Daí a fama que tinha de ajudar o próximo. Estaríamos aí por volta de dois... três anos, depois da Revolução dos Cravos de 1974. Sou então atendido por este senhor com ar bonacheirão e distante que me pergunta o que desejava. Respondi que precisava de uma garrafa de gás. O senhor no seu ar pachorrento, tal como o guerreiro que necessita descansar depois de uma rude batalha, vai buscar o livro para registar a garrafa de gás entregando-me uma folha de liquidação que serviria para o empregado me entregar a respectiva garrafa que se encontrava no armazém (?) mesmo ali ao lado.
Assim, olhando para a factura, entreguei uma nota, cujo valor facial já não me recordo mas, recordo que tinha a receber de troco 3$50. O senhor pegou na nota e lá foi guardá-la onde bem entendeu. E eu à espera que o troco chegasse e preocupado com o arroz que ficou na panela a encruar. Esperei 5... 10 minutos e, o senhor não havia meio de aparecer com o troco.
Palavra que me lembrei da cantiga muito velhinha…" A panela ao lume e...o arroz está frio". Eis então que, passado já algum tempo, o senhor se dirige para o balcão onde me encontrava, vindo de um pequeno escritório (onde fazia seguros, creio) para grande alívio meu....E pergunta-me:
- Deseja mais alguma coisa?- Não. Desejo apenas o troco do gás. O senhor (Zeca Pinhão) colocou os óculos e olhando para a factura que eu lhe pusera em frente, resmungou:- É preciso ter pachorra para ficar aqui todo este tempo por causa de uma porcaria de 3$50!...
De recordar que 3$50 equivalia na altura a mais de 1 hora de trabalho, para mim.
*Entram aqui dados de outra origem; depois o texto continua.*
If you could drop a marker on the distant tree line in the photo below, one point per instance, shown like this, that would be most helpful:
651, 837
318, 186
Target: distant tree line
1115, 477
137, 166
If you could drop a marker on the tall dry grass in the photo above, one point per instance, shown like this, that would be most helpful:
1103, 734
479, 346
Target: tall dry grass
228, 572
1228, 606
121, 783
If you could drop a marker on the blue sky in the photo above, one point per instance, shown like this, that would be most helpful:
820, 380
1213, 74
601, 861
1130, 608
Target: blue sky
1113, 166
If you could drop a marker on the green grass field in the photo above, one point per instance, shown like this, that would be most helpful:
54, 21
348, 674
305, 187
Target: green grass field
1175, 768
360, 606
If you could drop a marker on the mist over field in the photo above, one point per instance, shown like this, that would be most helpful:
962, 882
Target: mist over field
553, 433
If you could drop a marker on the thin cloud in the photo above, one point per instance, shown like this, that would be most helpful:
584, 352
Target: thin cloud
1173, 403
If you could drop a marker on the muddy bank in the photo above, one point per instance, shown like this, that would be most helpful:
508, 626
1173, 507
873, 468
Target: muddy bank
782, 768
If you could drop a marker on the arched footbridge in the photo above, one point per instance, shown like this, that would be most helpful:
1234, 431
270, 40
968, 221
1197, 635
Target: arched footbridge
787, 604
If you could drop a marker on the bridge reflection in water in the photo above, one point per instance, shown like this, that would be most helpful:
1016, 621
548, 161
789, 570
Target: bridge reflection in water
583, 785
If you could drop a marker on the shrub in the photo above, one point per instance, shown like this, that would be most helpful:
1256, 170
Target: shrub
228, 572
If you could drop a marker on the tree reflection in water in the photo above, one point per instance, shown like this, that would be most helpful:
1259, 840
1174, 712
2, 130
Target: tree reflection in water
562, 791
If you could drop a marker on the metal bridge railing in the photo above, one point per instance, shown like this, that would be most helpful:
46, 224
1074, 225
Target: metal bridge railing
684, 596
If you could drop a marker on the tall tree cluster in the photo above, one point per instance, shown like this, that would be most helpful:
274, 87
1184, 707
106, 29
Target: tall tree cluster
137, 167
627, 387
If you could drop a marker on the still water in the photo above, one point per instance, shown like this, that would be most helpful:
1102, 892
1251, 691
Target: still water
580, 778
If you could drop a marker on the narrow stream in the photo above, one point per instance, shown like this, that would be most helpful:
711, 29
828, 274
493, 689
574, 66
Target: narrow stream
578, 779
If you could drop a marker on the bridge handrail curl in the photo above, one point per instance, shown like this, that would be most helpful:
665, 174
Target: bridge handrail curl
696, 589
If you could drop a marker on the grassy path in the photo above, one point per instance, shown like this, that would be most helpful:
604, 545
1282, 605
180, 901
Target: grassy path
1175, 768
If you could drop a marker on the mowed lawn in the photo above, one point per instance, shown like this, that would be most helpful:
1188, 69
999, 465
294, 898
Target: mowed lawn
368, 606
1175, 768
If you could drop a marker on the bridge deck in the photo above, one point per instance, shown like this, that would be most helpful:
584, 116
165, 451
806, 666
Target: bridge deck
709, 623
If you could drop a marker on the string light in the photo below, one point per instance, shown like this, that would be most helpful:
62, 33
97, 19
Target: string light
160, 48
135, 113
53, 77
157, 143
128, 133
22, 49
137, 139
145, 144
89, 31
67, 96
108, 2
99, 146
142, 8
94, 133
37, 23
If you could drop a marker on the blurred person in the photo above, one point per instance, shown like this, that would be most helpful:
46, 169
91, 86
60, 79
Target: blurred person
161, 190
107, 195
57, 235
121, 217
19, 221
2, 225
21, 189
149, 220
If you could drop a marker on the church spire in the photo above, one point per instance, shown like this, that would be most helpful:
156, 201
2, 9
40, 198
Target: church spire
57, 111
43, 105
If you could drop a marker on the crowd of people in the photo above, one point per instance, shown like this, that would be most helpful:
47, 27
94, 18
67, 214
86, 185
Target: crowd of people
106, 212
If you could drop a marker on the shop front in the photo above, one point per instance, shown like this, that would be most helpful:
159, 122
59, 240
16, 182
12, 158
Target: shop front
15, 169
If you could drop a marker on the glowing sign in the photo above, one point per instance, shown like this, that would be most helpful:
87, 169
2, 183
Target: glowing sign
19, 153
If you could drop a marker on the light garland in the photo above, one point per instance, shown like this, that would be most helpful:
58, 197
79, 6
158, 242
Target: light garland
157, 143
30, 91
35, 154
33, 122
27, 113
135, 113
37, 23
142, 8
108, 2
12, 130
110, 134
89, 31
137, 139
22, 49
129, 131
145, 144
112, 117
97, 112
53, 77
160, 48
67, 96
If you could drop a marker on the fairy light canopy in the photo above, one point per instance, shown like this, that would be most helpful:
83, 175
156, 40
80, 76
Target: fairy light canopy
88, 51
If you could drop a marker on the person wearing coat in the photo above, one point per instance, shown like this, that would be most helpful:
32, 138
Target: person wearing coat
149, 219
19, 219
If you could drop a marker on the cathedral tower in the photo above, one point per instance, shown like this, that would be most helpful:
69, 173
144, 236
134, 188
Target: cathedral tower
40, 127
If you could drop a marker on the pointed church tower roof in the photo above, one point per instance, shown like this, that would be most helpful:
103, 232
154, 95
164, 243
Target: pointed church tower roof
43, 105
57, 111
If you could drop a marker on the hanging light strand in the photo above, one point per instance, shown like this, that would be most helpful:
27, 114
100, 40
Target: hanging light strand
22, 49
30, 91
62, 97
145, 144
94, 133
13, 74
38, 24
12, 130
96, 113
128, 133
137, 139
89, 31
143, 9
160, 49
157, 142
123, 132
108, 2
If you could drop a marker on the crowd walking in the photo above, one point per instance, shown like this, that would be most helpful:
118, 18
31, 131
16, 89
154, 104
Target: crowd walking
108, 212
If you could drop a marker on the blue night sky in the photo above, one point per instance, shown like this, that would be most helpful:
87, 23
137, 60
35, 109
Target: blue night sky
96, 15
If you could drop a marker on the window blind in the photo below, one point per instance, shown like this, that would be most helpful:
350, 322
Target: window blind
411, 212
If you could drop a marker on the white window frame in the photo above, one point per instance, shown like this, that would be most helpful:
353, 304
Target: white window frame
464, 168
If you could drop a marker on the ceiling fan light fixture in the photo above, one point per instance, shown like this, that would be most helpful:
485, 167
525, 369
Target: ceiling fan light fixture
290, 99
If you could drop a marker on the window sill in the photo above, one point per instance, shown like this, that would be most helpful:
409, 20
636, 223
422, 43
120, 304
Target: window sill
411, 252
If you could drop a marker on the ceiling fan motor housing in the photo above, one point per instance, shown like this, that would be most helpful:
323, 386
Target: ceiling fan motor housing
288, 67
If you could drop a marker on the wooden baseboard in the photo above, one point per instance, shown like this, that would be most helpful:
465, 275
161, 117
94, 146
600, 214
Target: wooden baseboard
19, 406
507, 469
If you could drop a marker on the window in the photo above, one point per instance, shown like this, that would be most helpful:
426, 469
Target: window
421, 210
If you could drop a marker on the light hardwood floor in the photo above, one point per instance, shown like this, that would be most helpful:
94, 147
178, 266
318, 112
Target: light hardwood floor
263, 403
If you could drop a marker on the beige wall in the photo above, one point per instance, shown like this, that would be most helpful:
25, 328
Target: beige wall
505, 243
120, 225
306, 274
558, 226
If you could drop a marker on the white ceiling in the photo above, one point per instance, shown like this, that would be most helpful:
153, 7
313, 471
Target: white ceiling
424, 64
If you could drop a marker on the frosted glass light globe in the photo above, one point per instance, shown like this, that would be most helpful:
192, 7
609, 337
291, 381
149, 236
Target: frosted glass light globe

E assim fiquei com o “flash-back” deste Ilustre Alpiarcense e revolucionário a quem foi dado o seu nome a uma praceta em zona nobre da Vila.Hoje, acredito que este Resistente não ligava mesmo nada aos bens materiais e muito menos a tostões..


Português PT

«Comentário do colaborador deste jornal sobre o artigo: Não se deve meter no saco todos os resistentes

4 comentários:

Jornal Alpiarcense disse...

Caro leitor e colaborador deste jornal “Português PT”. Jornal Alpiarcense tem muito prazer em englobá-lo na “Coluna de Colaboradores”. Gostamos das suas crónicas. Pedimos-lhe que continue a escrever e a colaborar com este jornal sempre que lhe seja possível.
Se pretender, poderá identificar-se perante o jornal, cuja identificação guardaremos em sigilo profissional e jornalístico, que de forma alguma, será divulgado.
Se entender não o fazer, permita-nos que possamos colocar o seu pseudónimo na coluna de colaboradores.
O Administrador

Anónimo disse...

Revolucionários de barriga cheia é o que o Mundo mais tem!
Raramente alguém vindo de classes baixas ganha protagonismo. Basta ver os exemplos nacionais e internacionais, de Che Guevara a Lenine,de Soares a Cunhal. Todos tinham em comum descenderem de famílias burguesas. Lá dizia o outro que todos somos iguais, mas uns mais iguais que outros...

Anónimo disse...

Não tenho muito mais para dizer do que isto. independentemente de quem seja este Português Pt, revela grande classe pela sua transparência. Grande testemunho. Grande nível na arte de contar.

Assim, vale a pena ler. Parabéns.


Almeirante

Anónimo disse...
Este comentário foi removido por um gestor do blogue.